问题
I am using MySQL json data type to store a JSON string.
In the JSON string are two fields: entry_time, and entry_date. The values for these fields are stored in ISO 8609 format as follows:
entry_date:2017-02-15T00:00:00.00Z
entry_time:0000-00-00T04:35:51.29Z
I am trying to create a virtual column from these two attributes. Since MySQL 5.7 has NO_ZERO_DATE set I cannot see a way to extract these values out as date and time columns. Here is what I have tried:
alter table odh
add entry_time time GENERATED ALWAYS AS (REPLACE,(json_extract(jdoc,'$.entry_time')),'0000-00-00T','')
But I cannot get the sot work either Any help would be greatly appreciated!
回答1:
There's another problem past the NO_ZERO_DATE problem: MySQL doesn't use ISO 8601 for dates, it uses ISO 9075 or SQL dates (really it uses all sorts of formats, MySQL date handling is pretty chaotic). There's some subtle differences, the biggest being that 9075 doesn't have the T in the middle. Most date APIs deal with this by making the T optional, but not MySQL.
mysql> select time('1234-01-01T04:35:51.29Z');
+---------------------------------+
| time('1234-01-01T04:35:51.29Z') |
+---------------------------------+
| 00:12:34 |
+---------------------------------+
1 row in set, 1 warning (0.00 sec)
Rather than giving an error, or ignoring the T, MySQL gave some desperately wrong answer.
mysql> select time('1234-01-01 04:35:51.29Z');
+---------------------------------+
| time('1234-01-01 04:35:51.29Z') |
+---------------------------------+
| 04:35:51.29 |
+---------------------------------+
1 row in set, 1 warning (0.00 sec)
Now it's fine.
Simplest thing to do is to replace the T with a space.

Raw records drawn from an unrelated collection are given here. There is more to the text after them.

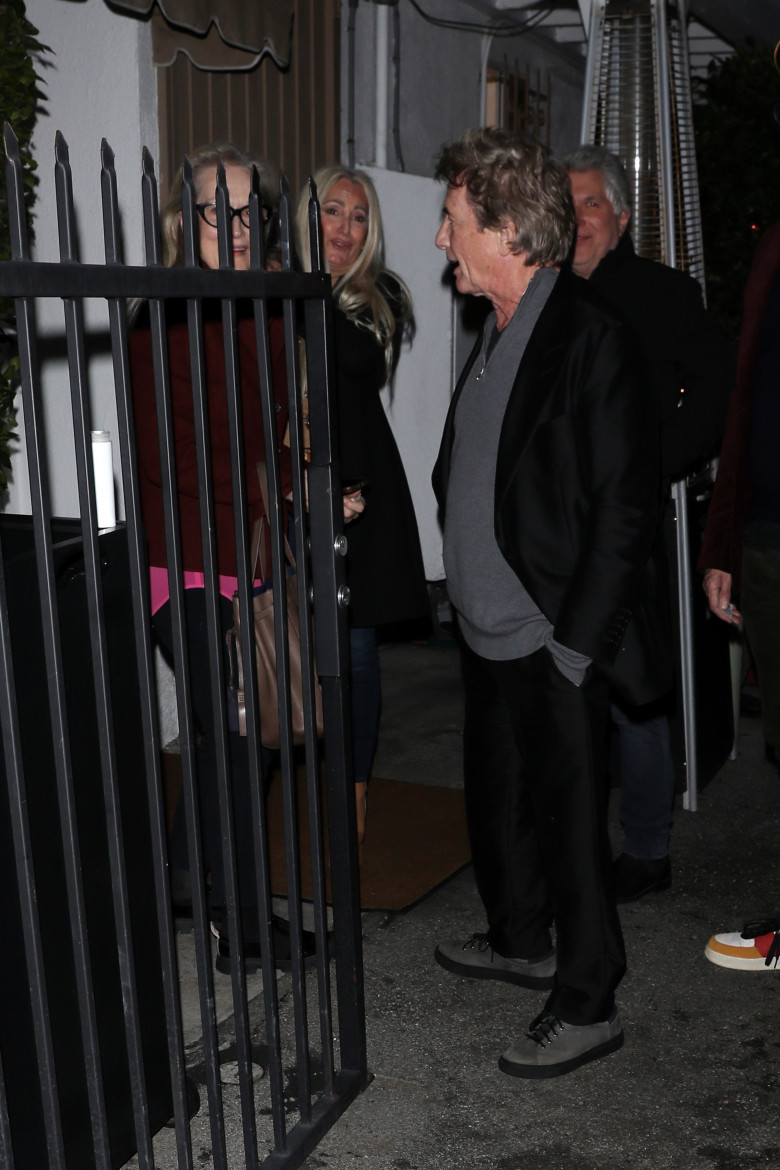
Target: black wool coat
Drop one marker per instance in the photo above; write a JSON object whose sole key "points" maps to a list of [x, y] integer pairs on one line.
{"points": [[384, 563], [688, 363], [578, 487]]}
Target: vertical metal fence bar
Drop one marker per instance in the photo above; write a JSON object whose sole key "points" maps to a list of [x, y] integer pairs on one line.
{"points": [[330, 630], [82, 433], [139, 594], [289, 785], [181, 670], [264, 906], [26, 879], [6, 1153], [240, 506], [53, 652], [308, 667], [211, 571]]}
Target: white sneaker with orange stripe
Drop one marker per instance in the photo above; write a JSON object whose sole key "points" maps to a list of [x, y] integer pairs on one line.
{"points": [[756, 949]]}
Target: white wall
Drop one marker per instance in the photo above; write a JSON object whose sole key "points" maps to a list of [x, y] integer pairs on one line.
{"points": [[422, 386], [98, 83]]}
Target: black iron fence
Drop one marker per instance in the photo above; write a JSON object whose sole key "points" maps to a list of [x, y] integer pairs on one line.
{"points": [[97, 1066]]}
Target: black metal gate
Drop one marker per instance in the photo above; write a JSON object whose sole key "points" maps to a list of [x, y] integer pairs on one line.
{"points": [[96, 1066]]}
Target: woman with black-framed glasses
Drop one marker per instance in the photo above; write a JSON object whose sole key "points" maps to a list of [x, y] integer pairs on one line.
{"points": [[237, 169]]}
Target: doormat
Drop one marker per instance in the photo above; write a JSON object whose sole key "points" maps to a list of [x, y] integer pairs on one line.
{"points": [[415, 839]]}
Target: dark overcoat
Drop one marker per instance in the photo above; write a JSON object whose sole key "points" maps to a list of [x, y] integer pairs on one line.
{"points": [[384, 564], [578, 486]]}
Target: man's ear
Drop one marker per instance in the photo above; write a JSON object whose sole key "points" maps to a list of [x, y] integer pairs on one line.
{"points": [[506, 238]]}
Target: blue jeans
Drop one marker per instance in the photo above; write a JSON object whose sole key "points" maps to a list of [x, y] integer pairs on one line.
{"points": [[647, 782], [366, 699]]}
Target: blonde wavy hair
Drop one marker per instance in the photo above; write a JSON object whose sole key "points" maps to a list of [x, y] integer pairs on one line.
{"points": [[357, 291]]}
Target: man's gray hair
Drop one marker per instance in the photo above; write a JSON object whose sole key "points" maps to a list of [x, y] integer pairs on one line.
{"points": [[513, 178], [615, 180]]}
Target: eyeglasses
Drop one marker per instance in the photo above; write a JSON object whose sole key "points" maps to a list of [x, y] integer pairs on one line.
{"points": [[207, 212]]}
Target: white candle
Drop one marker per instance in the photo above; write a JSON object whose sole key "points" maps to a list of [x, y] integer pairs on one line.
{"points": [[103, 469]]}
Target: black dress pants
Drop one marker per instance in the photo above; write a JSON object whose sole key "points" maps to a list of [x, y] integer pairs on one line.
{"points": [[535, 773], [202, 703]]}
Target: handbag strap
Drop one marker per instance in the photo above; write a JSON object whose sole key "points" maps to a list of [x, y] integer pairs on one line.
{"points": [[257, 543]]}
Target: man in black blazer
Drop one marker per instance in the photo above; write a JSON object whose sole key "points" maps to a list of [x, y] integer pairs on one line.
{"points": [[547, 484], [689, 372]]}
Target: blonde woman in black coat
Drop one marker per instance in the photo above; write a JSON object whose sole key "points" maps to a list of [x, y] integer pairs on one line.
{"points": [[385, 569]]}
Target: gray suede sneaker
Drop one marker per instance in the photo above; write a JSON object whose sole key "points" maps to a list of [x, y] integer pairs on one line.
{"points": [[476, 959], [551, 1047]]}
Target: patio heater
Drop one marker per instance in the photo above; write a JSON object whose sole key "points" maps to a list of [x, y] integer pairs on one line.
{"points": [[637, 104]]}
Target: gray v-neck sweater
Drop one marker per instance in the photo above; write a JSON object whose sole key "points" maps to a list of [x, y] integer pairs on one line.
{"points": [[497, 617]]}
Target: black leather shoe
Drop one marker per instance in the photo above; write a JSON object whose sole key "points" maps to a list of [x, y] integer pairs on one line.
{"points": [[636, 876], [282, 950]]}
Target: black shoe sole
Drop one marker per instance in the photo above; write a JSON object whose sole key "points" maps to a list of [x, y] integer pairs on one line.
{"points": [[533, 982], [544, 1072], [655, 887]]}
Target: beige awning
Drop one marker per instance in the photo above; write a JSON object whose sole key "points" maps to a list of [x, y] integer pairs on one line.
{"points": [[216, 34]]}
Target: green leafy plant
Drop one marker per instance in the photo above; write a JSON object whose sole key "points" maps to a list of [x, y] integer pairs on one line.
{"points": [[20, 97], [738, 158]]}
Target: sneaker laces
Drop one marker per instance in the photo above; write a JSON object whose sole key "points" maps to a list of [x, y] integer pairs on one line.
{"points": [[766, 927], [545, 1030], [478, 941]]}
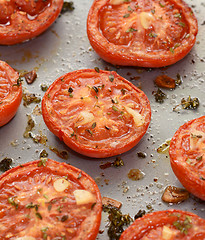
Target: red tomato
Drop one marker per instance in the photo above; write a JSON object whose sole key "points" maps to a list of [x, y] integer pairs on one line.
{"points": [[96, 113], [149, 33], [45, 199], [21, 20], [187, 156], [10, 93], [166, 225]]}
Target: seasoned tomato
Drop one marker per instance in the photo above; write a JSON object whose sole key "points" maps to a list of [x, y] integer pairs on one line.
{"points": [[96, 113], [148, 33], [21, 20], [187, 156], [166, 225], [10, 93], [45, 199]]}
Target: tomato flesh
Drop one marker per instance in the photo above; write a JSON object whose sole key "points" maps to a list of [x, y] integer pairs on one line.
{"points": [[187, 156], [95, 116], [31, 207], [21, 20], [10, 93], [141, 33]]}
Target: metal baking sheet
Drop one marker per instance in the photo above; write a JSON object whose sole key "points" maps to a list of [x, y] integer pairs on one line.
{"points": [[64, 47]]}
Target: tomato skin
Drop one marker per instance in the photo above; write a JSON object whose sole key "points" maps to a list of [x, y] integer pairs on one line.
{"points": [[88, 229], [125, 53], [191, 177], [151, 221], [10, 95], [79, 138], [25, 20]]}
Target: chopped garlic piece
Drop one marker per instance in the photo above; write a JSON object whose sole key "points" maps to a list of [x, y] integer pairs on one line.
{"points": [[60, 184], [146, 19], [167, 233], [138, 118], [83, 197], [116, 2]]}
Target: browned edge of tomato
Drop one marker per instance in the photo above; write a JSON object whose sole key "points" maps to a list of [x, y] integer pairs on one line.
{"points": [[166, 224], [111, 130], [120, 48], [88, 228], [187, 163], [10, 93], [25, 22]]}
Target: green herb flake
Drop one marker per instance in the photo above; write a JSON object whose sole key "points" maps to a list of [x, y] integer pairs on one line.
{"points": [[152, 34], [67, 7], [126, 15], [115, 108], [94, 125], [161, 5], [178, 15], [79, 175], [38, 215], [42, 162], [11, 200]]}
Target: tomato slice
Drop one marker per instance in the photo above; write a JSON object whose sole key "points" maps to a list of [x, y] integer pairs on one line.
{"points": [[21, 20], [146, 33], [166, 225], [45, 199], [10, 93], [96, 113], [187, 156]]}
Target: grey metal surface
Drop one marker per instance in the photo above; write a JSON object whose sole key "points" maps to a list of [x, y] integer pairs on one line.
{"points": [[64, 48]]}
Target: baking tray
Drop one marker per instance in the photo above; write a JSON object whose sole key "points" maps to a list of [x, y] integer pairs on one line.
{"points": [[64, 47]]}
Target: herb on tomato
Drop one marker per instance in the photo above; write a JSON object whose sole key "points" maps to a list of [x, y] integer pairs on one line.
{"points": [[38, 215], [31, 205], [183, 226], [11, 200], [79, 175], [131, 30], [5, 164], [44, 87], [64, 218], [94, 125], [118, 162], [44, 230], [89, 131], [18, 82], [140, 213], [159, 95], [111, 77], [115, 108], [43, 154], [126, 15], [29, 98], [97, 69], [67, 7]]}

Then TIME() will work.
mysql> select time(replace('0000-00-00T04:35:51.29Z', 'T', ' '));
+------------------------------------------------+
| time(substring('0000-00-00T04:35:51.29Z', 12)) |
+------------------------------------------------+
| 04:35:51.29 |
+------------------------------------------------+
1 row in set, 1 warning (0.00 sec)
The date part will be handled by DATE(), because MySQL will just ignore the rest.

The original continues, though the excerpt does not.